Indices in Graylog

Hello there,
Perhaps a simple question - When an index is deleted via normal rotation, what happens to the syslog’s data that index holds. We need to keep the syslog data for 7 years and I am not sure at this point that how much data would be going to that index. I can keep the index for 1 year at the moment but not sure what to do with the index after an year. If I select delete Index, I am worried log data would be deleted?

Any suggestion how do I setup indices?

Thanks

Hello,

If your Index Retention Configuration is set to delete then when your Max number of indices has been reached then those log are gone. BUT if you set your retention strategy to close then you will have those logs.

You can find more here.
https://docs.graylog.org/en/2.1/pages/index_model.html

I must say thats a long time.
NOTE: Enterprise version are able to archive logs.
https://docs.graylog.org/en/4.1/pages/archiving.html#archiving

hope that helps

1 Like

Oh man, y’all are gonna get me on a soapbox about index settings :grimacing:. What would prevent you from using archiving?
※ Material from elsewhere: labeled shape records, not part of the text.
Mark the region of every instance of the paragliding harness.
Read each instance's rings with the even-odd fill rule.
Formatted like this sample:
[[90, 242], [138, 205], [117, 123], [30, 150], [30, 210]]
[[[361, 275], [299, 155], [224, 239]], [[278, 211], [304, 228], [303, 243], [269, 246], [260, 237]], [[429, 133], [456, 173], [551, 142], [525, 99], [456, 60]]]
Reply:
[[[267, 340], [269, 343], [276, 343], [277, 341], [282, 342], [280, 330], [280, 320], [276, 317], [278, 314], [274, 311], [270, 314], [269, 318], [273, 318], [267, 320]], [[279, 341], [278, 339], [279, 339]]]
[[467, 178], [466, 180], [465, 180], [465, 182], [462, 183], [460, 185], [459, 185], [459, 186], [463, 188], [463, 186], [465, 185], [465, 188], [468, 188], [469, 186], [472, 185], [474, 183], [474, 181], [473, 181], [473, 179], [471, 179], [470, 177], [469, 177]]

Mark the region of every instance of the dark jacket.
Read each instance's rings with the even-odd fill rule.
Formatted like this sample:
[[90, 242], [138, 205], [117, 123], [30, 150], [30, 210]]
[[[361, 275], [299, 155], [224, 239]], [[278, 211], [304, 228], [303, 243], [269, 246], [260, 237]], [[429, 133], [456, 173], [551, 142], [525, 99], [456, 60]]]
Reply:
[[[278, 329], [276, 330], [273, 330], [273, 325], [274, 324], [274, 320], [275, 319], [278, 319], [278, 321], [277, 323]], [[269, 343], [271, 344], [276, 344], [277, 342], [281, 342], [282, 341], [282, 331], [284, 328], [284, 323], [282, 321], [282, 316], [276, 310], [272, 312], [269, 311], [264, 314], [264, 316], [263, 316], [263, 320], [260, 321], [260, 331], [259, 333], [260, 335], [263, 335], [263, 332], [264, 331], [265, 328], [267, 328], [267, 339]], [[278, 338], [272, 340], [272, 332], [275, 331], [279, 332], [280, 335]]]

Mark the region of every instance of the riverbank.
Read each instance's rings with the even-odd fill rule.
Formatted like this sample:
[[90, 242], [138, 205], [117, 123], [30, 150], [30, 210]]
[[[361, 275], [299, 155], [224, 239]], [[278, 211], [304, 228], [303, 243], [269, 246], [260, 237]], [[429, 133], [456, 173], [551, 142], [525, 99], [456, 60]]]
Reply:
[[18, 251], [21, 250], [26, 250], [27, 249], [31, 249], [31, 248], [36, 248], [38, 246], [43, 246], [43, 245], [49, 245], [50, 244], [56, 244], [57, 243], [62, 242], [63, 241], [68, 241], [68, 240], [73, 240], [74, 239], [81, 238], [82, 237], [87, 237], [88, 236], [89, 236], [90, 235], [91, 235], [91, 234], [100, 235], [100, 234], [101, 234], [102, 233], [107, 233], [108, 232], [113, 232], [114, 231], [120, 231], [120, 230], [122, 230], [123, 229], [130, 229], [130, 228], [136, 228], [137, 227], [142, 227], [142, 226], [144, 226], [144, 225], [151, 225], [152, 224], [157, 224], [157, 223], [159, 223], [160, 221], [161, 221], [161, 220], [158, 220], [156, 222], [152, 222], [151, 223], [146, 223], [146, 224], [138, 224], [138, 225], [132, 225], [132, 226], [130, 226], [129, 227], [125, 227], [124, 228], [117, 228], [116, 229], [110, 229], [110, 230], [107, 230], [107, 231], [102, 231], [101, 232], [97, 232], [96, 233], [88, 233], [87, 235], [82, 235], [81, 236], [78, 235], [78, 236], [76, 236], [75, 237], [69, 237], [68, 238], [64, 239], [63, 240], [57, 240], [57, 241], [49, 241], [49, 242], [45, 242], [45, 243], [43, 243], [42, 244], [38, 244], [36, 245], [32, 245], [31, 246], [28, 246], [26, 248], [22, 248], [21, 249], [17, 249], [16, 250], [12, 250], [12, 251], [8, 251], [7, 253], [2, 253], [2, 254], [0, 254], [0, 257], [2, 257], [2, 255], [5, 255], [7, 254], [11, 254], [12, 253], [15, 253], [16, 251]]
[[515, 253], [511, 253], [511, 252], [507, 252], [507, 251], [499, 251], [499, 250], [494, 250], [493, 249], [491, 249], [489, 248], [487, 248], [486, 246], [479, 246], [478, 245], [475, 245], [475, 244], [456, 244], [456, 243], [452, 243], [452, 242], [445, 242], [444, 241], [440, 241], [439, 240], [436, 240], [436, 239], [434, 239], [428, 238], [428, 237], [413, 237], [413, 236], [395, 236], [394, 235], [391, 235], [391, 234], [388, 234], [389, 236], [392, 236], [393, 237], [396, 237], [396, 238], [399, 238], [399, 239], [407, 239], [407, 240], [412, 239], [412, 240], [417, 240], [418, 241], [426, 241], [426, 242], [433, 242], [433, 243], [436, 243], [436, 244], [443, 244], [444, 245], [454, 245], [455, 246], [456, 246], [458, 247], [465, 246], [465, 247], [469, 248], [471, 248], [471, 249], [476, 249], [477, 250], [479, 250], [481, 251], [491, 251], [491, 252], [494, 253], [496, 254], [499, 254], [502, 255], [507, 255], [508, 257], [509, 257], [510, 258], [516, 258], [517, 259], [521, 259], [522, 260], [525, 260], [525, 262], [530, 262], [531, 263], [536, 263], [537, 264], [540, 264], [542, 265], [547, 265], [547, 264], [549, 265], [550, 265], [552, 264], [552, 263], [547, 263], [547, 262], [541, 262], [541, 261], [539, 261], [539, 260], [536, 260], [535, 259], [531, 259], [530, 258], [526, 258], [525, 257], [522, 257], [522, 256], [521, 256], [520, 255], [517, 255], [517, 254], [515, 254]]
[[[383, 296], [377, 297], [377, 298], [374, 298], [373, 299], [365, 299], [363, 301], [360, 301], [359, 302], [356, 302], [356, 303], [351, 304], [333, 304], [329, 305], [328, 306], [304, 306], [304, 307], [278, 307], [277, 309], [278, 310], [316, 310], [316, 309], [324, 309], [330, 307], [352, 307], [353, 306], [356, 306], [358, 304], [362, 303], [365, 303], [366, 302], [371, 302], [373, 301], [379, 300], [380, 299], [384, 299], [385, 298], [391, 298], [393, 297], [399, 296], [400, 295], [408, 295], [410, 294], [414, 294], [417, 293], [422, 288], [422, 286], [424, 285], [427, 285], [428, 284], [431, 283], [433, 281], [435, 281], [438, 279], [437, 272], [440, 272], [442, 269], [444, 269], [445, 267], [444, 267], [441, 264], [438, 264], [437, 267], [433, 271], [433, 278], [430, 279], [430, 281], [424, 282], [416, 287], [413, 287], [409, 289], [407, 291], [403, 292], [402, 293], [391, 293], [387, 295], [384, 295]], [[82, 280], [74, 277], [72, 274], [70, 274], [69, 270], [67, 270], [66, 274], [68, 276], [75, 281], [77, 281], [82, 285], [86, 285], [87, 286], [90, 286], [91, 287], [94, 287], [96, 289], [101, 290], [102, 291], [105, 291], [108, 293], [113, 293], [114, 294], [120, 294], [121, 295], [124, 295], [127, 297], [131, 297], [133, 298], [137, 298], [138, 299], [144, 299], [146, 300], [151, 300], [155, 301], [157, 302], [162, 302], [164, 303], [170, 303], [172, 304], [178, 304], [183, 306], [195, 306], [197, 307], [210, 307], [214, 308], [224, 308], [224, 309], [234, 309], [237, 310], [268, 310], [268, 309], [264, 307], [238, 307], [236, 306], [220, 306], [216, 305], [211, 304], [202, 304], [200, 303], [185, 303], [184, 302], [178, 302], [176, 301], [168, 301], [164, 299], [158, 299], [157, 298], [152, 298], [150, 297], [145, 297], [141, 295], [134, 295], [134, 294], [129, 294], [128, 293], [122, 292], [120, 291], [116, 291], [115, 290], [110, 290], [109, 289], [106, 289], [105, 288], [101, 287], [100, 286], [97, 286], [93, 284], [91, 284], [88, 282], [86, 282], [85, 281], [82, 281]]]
I realize that’s an enterprise feature, but if you need to keep data around for 7 years, you’re going to want archiving @Raynu .

Let me also ask a different question: how far back are you asking questions about your data? Are you actually needing to search a whole 7 years? If you just need to retain the data, then seriously, archiving is going to be the solution to this problem. If you don’t need to search 7 year old data all day, every day, then get those indices off into some long-term cold storage so you can access them at a later date, should that occasion arise.

I’m going to walk through what’s going to happen under the hood if you’re not archiving.

Let’s say that you do a 1 day rotation and keep all of those indices open and not closed or deleted and let’s say, for :poop: and :laughing: that you take the default 4 shards in your index. At 365 days * 7 years, that’s a total of 2555 indices. With the 4 shard default, that’s 10220 shards, which would actually put you above Elasticsearch’s hard 10k shard limit…just for that index set. This would leave NO resources available for other indices to rotate out.

Putting that aside for a moment, let’s just assume that you do hit 10k shards. If you subscribe to the 20:1 shard:gb of cluster heap recommendations from Elasticsearch, then that would require you to have 500GB of heap across your entire cluster to effectively support all the index operations for that index set. Now, this doesn’t even take into consideration how much data lives in the index set.

If that index set happens to get a lot of data, then you could easily end up in a situation where you have to provision more shards than 4 to keep the shard size under the recommended 40GB size. If that ends up being the case, then you could end up hitting the 10k shards quicker than your planned 7 years, which again, will effectively cause your cluster to cease functioning, as your shards will continue to grow in size once the 10k limit is reached, which will slow down, and eventually stop your ability to search the data.

So, with that hypothetical scenario in mind, I’ll restate my questions:

  1. Do you actually need to keep 7 years of data around in Elasticsearch?
  2. What would prevent you from using enterprise so that you can archive that data and send it off into cold storage?
2 Likes

Thanks for recommendation. I have created indexes with 1 yr retention with an option to close them out instead of delete. Will observe in a couple of weeks to see the data growth pattern before I make further decisions.

1 Like

Thanks AAron,

I will check with the management that how we want to see the 7 years data and will get back to you.

You can however if you want to do the extra job to manually archive old data (it can be scripted i guess), i do so but i spend an hour to do it once in a month and for me it is worth it. But in 7 years much can happen so it might not be readable för some reson.

1 Like

I think, if possible, having a better idea of exactly what data is required to be retained would help. If you are not doing so already, you can leverage pipelines, streams and other indices to move just the required data around into an archive that you retain. might reduce the size overall.

1 Like

Thanks all, I will check with IT team for manual data archiving process. It is a new setup will see how data grows in few months time.

1 Like

This topic was automatically closed 14 days after the last reply. New replies are no longer allowed.